What is he best known for?
The fields of study he is best known for:
- Programming language
- Algebra
- Real number
Jan Rutten mainly focuses on Coalgebra, Coinduction, Programming language, Algebra and Bisimulation.
His Coinduction study is focused on Mathematical proof in general.
Jan Rutten works mostly in the field of Programming language, limiting it down to concerns involving Theoretical computer science and, occasionally, Component and Well-founded semantics.
Algebra and Discrete mathematics are commonly linked in his work.
His biological study spans a wide range of topics, including Automata theory and Homomorphism.
His Homomorphism research includes elements of Variety and Universal algebra.

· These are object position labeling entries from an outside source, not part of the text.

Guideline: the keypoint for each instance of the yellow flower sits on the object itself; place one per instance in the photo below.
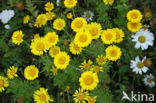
(51, 39)
(108, 36)
(26, 19)
(31, 72)
(83, 38)
(80, 96)
(86, 65)
(50, 15)
(119, 35)
(113, 53)
(88, 80)
(67, 89)
(38, 46)
(62, 60)
(108, 2)
(78, 24)
(134, 15)
(69, 15)
(74, 48)
(54, 70)
(42, 96)
(36, 36)
(17, 37)
(96, 68)
(134, 26)
(41, 20)
(94, 29)
(101, 60)
(11, 73)
(70, 3)
(3, 83)
(59, 24)
(54, 51)
(91, 99)
(49, 6)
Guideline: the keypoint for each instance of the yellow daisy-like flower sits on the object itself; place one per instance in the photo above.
(59, 24)
(96, 68)
(42, 96)
(54, 70)
(3, 83)
(70, 3)
(91, 99)
(83, 38)
(62, 60)
(80, 96)
(41, 20)
(88, 80)
(36, 36)
(108, 2)
(17, 37)
(49, 6)
(31, 72)
(113, 53)
(38, 46)
(108, 36)
(54, 51)
(134, 15)
(86, 65)
(134, 26)
(78, 24)
(69, 15)
(94, 29)
(50, 15)
(74, 48)
(119, 35)
(26, 19)
(51, 39)
(101, 60)
(11, 73)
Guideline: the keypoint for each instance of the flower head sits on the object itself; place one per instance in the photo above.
(12, 72)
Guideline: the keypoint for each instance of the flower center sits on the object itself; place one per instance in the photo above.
(142, 39)
(134, 15)
(1, 83)
(13, 72)
(117, 36)
(70, 2)
(113, 53)
(96, 68)
(32, 72)
(88, 15)
(88, 80)
(62, 60)
(78, 24)
(149, 80)
(86, 66)
(43, 97)
(55, 51)
(19, 37)
(83, 38)
(108, 36)
(94, 31)
(80, 96)
(140, 65)
(134, 25)
(91, 100)
(76, 47)
(40, 46)
(60, 25)
(51, 39)
(147, 62)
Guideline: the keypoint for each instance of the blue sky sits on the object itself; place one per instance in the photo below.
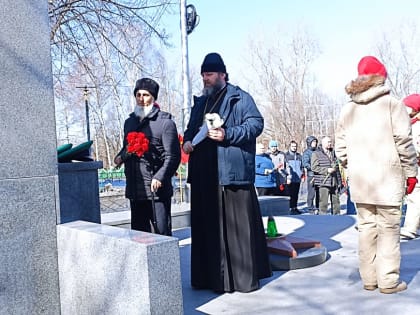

His most cited work include:
- Universal coalgebra: a theory of systems (1037 citations)
- Modeling component connectors in Reo by constraint automata (300 citations)
- Solving reflexive domain equations in a category of complete metric spaces (178 citations)
What are the main themes of his work throughout his whole career to date?
His primary areas of investigation include Algebra, Coalgebra, Discrete mathematics, Coinduction and Automaton.
His Algebra study incorporates themes from Finite-state machine, Regular expression, Bisimulation and Automata theory.
Coalgebra is the subject of his research, which falls under Pure mathematics.
His Discrete mathematics study combines topics from a wide range of disciplines, such as Variety, Deterministic automaton, Reachability and Metric.
His studies in Coinduction integrate themes in fields like Function, Formal power series, Calculus and Formal language.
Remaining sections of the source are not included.